Querying hierarchical data

Some data sources are hierarchical, where a record has parent that is a record in the same table. This is usually expressed as a column (such as parent_company_id) which is a foreign key that joins to another column in the same table. It’s probably best expressed in an example:

company_id parent_company_id name revenue
1 Hooli 45
2 1 HooliPhones 84
3 1 HooliChat 32
4 3 HooliMessage 25

There may be cases where you want to know the “top parent of a child”, for example, to later be able to sum up revenue by top parent companies.

company_id parent_company_id name revenue top_parent_company_id level
1 Hooli 45 1 0
2 1 HooliPhones 84 1 1
3 1 HooliChat 32 1 1
4 3 HooliMessage 25 1 2

The way to solve this problem differs across data warehouses.

Redshift & BigQuery

In Redshift, it’s not possible to recursively join on a table to find the top parent id. Instead, you have to join the table onto itself multiple times, with the caveat that you must know the maximum depth of the hierarchy.

with level0 as (

    select
      0 as level, 
      companies.company_id,
      companies.parent_company_id,
      companies.company_id as top_parent_company_id
    from companies
    where parent_company_id is null
    
),

level1 as (

    select
      1 as level, 
      companies.company_id,
      companies.parent_company_id,
      parent_companies.top_parent_company_id
    from companies

    inner join level0 as parent_companies
      on companies.parent_company_id = parent_companies.company_id
    
),

level2 as (

    select
      2 as level, 
      companies.company_id,
      companies.parent_company_id,
      parent_companies.top_parent_company_id
    from companies

    inner join level1 as parent_companies
      on companies.parent_company_id = parent_companies.company_id
    
)

select * from level0
union all
select * from level1
union all
select * from level2

dbt macros can be used to make this code much cleaner - you can find such a macro, along with an example, in this gist.

Snowflake

Snowflake allows you to do this with recursive CTEs (currently in beta) – more to come on what solve this problem looks like in Snowflake.

3 Likes

Thanks @claire! This was super helpful. I have a bunch of e-commerce bundled items that needed to be recursively expanded (sometimes there are bundles of bundles). This totally put me on the right track and the leveled approach means I can make it dynamic for the user in Looker!
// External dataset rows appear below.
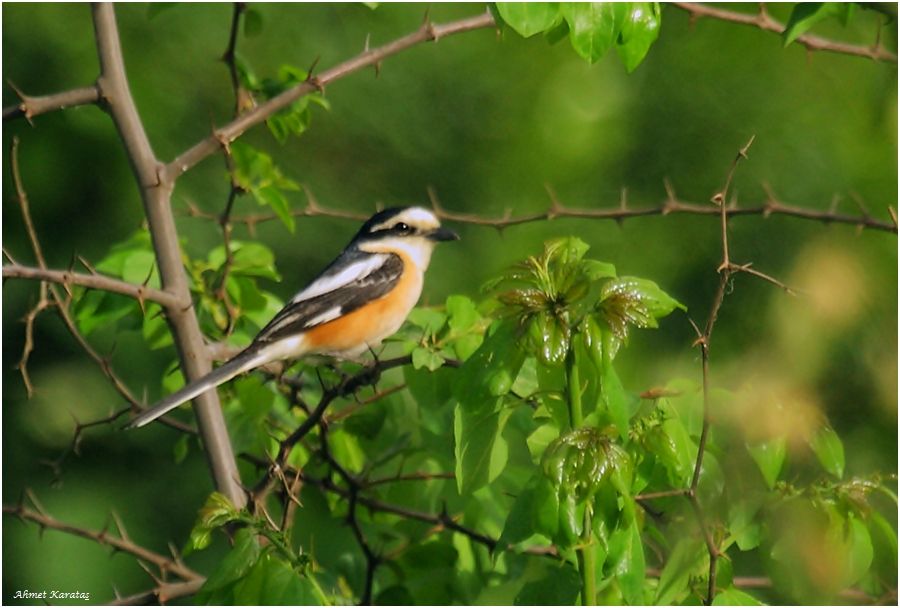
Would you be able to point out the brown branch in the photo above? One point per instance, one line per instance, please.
(417, 476)
(242, 98)
(671, 206)
(29, 107)
(161, 594)
(763, 21)
(102, 537)
(93, 281)
(156, 190)
(233, 130)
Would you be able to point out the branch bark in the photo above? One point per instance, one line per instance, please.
(762, 20)
(94, 281)
(156, 195)
(228, 133)
(102, 537)
(30, 106)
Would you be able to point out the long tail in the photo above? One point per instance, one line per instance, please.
(245, 361)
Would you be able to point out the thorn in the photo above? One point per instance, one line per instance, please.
(123, 533)
(834, 203)
(670, 191)
(87, 265)
(555, 206)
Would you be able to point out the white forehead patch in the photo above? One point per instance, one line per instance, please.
(417, 217)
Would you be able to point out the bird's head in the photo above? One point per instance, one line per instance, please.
(410, 230)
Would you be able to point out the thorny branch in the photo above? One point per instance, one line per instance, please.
(94, 281)
(119, 541)
(726, 270)
(165, 176)
(618, 213)
(763, 21)
(31, 106)
(228, 133)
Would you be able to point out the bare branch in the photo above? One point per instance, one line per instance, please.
(614, 212)
(102, 537)
(156, 196)
(234, 129)
(94, 281)
(764, 22)
(30, 106)
(161, 594)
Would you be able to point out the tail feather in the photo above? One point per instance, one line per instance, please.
(239, 364)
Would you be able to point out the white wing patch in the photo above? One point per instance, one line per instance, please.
(329, 315)
(351, 273)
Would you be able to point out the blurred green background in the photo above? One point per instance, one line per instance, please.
(488, 121)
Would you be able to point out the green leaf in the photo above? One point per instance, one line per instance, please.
(592, 27)
(248, 259)
(462, 312)
(628, 301)
(560, 587)
(806, 14)
(234, 566)
(180, 449)
(252, 23)
(596, 270)
(829, 449)
(580, 460)
(735, 597)
(530, 18)
(548, 338)
(154, 9)
(519, 523)
(769, 457)
(685, 560)
(629, 571)
(272, 197)
(614, 396)
(273, 582)
(427, 358)
(480, 451)
(745, 531)
(429, 319)
(491, 370)
(639, 30)
(859, 553)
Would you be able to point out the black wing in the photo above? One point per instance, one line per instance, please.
(299, 316)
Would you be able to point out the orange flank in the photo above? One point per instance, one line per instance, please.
(372, 322)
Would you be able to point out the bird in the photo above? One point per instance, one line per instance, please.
(358, 300)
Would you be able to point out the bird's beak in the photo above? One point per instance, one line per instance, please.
(443, 234)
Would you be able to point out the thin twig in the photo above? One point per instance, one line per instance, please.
(231, 131)
(161, 594)
(670, 206)
(156, 189)
(93, 281)
(31, 106)
(103, 537)
(763, 21)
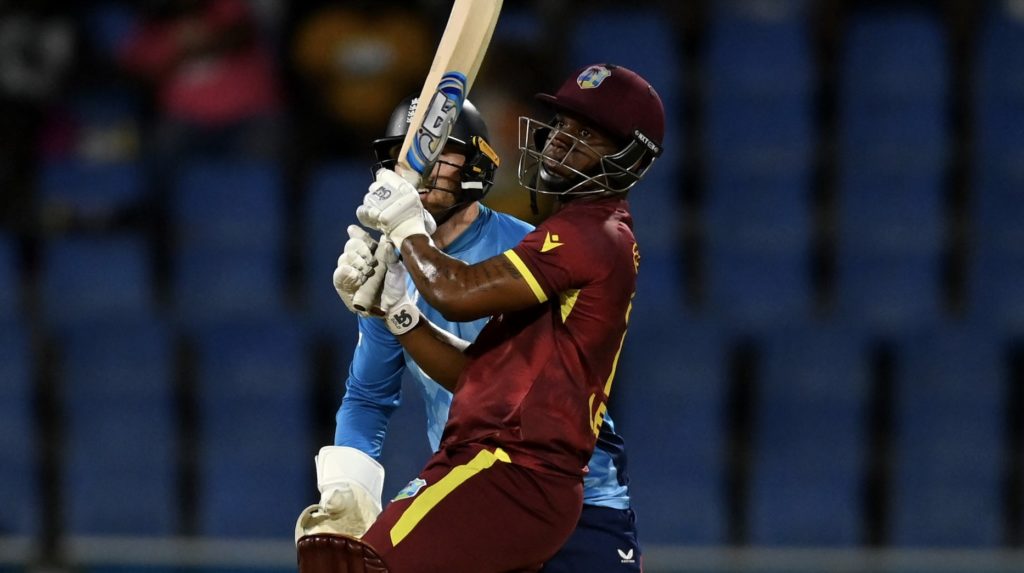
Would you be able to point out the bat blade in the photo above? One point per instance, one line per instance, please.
(456, 64)
(452, 74)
We’ve been able to solve the hierarchical problem using Snowflake’s Recursive CTE. https://docs.snowflake.net/manuals/LIMITEDACCESS/recursive_cte.html

The documentation is fairly clear on how to set it up, you have an anchor clause with a UNION ALL to a recursive clause.
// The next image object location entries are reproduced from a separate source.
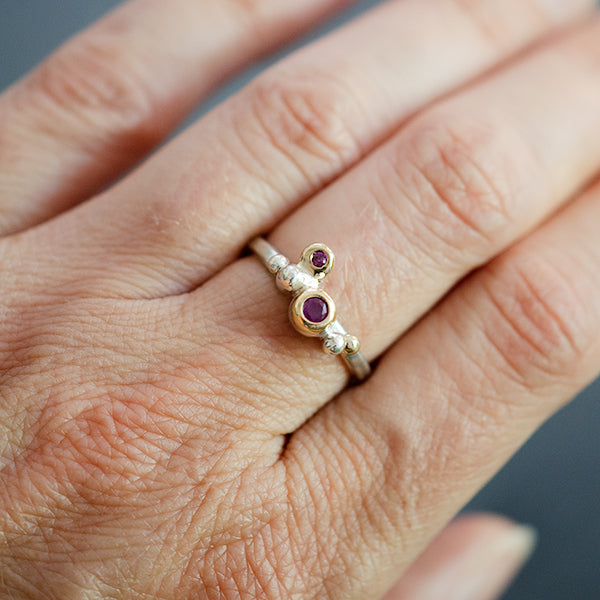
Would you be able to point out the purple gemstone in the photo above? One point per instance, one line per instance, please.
(319, 259)
(315, 309)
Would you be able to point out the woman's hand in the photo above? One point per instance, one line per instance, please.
(164, 432)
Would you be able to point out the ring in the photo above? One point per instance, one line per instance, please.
(312, 311)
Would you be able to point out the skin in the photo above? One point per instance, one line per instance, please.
(164, 433)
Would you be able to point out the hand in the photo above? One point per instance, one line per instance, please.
(165, 433)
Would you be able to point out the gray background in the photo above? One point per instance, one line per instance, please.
(553, 483)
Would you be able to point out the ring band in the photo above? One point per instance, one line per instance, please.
(312, 310)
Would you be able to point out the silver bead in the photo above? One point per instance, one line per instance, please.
(334, 344)
(352, 345)
(293, 279)
(277, 262)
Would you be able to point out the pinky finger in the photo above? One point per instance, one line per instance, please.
(474, 558)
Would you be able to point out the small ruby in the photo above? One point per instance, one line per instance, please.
(319, 259)
(315, 309)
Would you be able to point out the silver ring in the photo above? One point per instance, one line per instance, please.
(312, 311)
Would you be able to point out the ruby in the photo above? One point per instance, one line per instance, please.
(315, 309)
(319, 259)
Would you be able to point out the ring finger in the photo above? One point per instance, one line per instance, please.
(450, 191)
(189, 210)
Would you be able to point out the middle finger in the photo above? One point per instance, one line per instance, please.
(453, 189)
(188, 211)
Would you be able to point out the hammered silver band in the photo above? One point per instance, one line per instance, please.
(312, 311)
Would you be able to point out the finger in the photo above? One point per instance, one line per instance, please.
(450, 403)
(190, 210)
(103, 100)
(473, 558)
(450, 191)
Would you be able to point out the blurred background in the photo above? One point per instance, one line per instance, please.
(553, 483)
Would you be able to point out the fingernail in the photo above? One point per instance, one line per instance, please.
(492, 566)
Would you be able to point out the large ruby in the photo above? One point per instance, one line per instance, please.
(319, 259)
(315, 309)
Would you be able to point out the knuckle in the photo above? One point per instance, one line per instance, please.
(455, 176)
(87, 85)
(540, 327)
(307, 117)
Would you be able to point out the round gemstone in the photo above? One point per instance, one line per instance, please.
(315, 309)
(319, 259)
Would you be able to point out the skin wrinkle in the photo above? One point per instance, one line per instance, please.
(155, 450)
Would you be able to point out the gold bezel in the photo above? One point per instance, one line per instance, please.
(301, 323)
(306, 261)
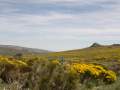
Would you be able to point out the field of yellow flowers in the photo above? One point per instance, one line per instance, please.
(43, 74)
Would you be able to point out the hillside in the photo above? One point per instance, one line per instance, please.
(95, 53)
(12, 50)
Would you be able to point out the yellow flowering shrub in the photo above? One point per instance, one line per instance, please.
(93, 71)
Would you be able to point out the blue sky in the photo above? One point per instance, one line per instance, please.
(59, 24)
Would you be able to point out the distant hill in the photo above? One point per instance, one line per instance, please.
(93, 53)
(12, 50)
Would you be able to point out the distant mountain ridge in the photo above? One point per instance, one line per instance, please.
(12, 50)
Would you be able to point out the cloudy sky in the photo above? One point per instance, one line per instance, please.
(59, 24)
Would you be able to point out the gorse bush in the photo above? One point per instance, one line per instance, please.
(88, 72)
(43, 74)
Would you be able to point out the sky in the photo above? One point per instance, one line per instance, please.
(59, 24)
We use it to understand our Zuora subscription data. Our subscriptions can link to future subscriptions as a renewal. When we see a subscription that is a renewal, we want to understand what the first subscription in the lineage actually is. We do this by recursively joining on the renewal subscription id to the main subscription id until there is nothing left to join.
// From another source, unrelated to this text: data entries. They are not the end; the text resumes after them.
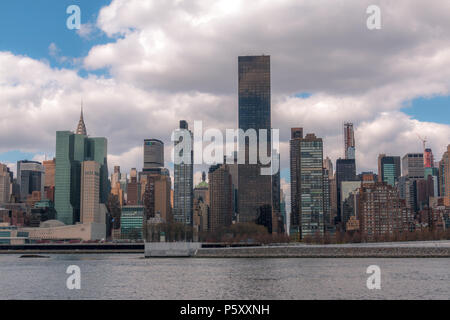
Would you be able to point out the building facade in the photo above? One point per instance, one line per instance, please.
(72, 149)
(389, 169)
(184, 184)
(381, 211)
(30, 176)
(255, 189)
(221, 197)
(307, 188)
(153, 153)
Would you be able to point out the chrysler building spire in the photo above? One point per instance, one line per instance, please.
(81, 129)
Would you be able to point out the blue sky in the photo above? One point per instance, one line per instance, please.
(37, 24)
(435, 109)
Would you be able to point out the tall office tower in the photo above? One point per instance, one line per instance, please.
(90, 192)
(49, 180)
(347, 188)
(255, 189)
(294, 159)
(381, 212)
(412, 166)
(307, 217)
(276, 197)
(72, 149)
(5, 184)
(345, 171)
(326, 200)
(412, 170)
(30, 176)
(116, 176)
(160, 188)
(201, 191)
(133, 189)
(333, 202)
(220, 197)
(328, 166)
(388, 169)
(349, 141)
(153, 153)
(234, 171)
(283, 210)
(184, 185)
(446, 175)
(81, 127)
(428, 158)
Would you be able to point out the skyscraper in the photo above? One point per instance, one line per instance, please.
(381, 212)
(388, 169)
(5, 184)
(90, 192)
(345, 171)
(255, 189)
(184, 185)
(428, 158)
(413, 166)
(294, 157)
(446, 176)
(30, 176)
(72, 149)
(307, 177)
(133, 189)
(49, 181)
(153, 153)
(349, 139)
(220, 197)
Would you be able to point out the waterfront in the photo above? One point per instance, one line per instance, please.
(129, 276)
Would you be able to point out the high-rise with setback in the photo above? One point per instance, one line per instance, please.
(72, 149)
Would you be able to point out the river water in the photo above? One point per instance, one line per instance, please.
(129, 276)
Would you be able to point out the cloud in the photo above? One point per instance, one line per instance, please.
(87, 31)
(172, 60)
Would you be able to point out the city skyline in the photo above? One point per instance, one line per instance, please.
(308, 99)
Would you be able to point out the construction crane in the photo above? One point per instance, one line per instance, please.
(424, 141)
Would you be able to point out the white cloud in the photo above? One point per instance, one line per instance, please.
(175, 60)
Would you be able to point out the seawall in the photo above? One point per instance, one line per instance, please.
(325, 252)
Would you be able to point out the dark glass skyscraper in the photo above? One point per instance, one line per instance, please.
(183, 195)
(307, 188)
(255, 190)
(345, 171)
(388, 169)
Our code here details how we do this https://gitlab.com/gitlab-data/analytics/blob/70991c7b6beb71858a97f548521c335b2314a384/transform/snowflake-dbt/models/zuora/xf/zuora_subscription_lineage.sql

WITH RECURSIVE

flattening AS (

  SELECT
	{{ dbt_utils.star(from=ref('zuora_subscription_intermediate'), except=["ZUORA_RENEWAL_SUBSCRIPTION_NAME_SLUGIFY"]) }},

    IFF(array_to_string(ZUORA_RENEWAL_SUBSCRIPTION_NAME_SLUGIFY,',') IS NULL,
    subscription_name_slugify,
    subscription_name_slugify || ',' || array_to_string(ZUORA_RENEWAL_SUBSCRIPTION_NAME_SLUGIFY,','))
     					AS lineage,
    renewal.value::string 		AS ZUORA_RENEWAL_SUBSCRIPTION_NAME_SLUGIFY
  FROM {{ref('zuora_subscription_intermediate')}},
    LATERAL flatten(input => zuora_renewal_subscription_name_slugify, OUTER => TRUE) renewal

),

zuora_sub (base_slug, renewal_slug, parent_slug, lineage, children_count) AS (

  SELECT
    subscription_name_slugify              	AS base_slug,
    zuora_renewal_subscription_name_slugify	AS renewal_slug,
    subscription_name_slugify              	AS parent_slug,
    lineage 					AS lineage,
    2     					AS children_count
  FROM flattening

  UNION ALL

  SELECT
    iter.subscription_name_slugify											AS base_slug,
    iter.zuora_renewal_subscription_name_slugify							AS renewal_slug,
    anchor.parent_slug														AS parent_slug,
    anchor.lineage || ',' || iter.zuora_renewal_subscription_name_slugify 	AS lineage,
    iff(iter.zuora_renewal_subscription_name_slugify IS NULL,
		0,
		anchor.children_count + 1) 											AS children_count
  FROM zuora_sub anchor
  JOIN flattening iter
    ON anchor.renewal_slug = iter.subscription_name_slugify

),

I’ll highlight a few items here. First, the recursive CTE does not have to be the first CTE in your model. You do need WITH RECURSIVE at the start, but in our case the first CTE flattening does some simple data prep. The zuora_sub CTE is the recursive CTE.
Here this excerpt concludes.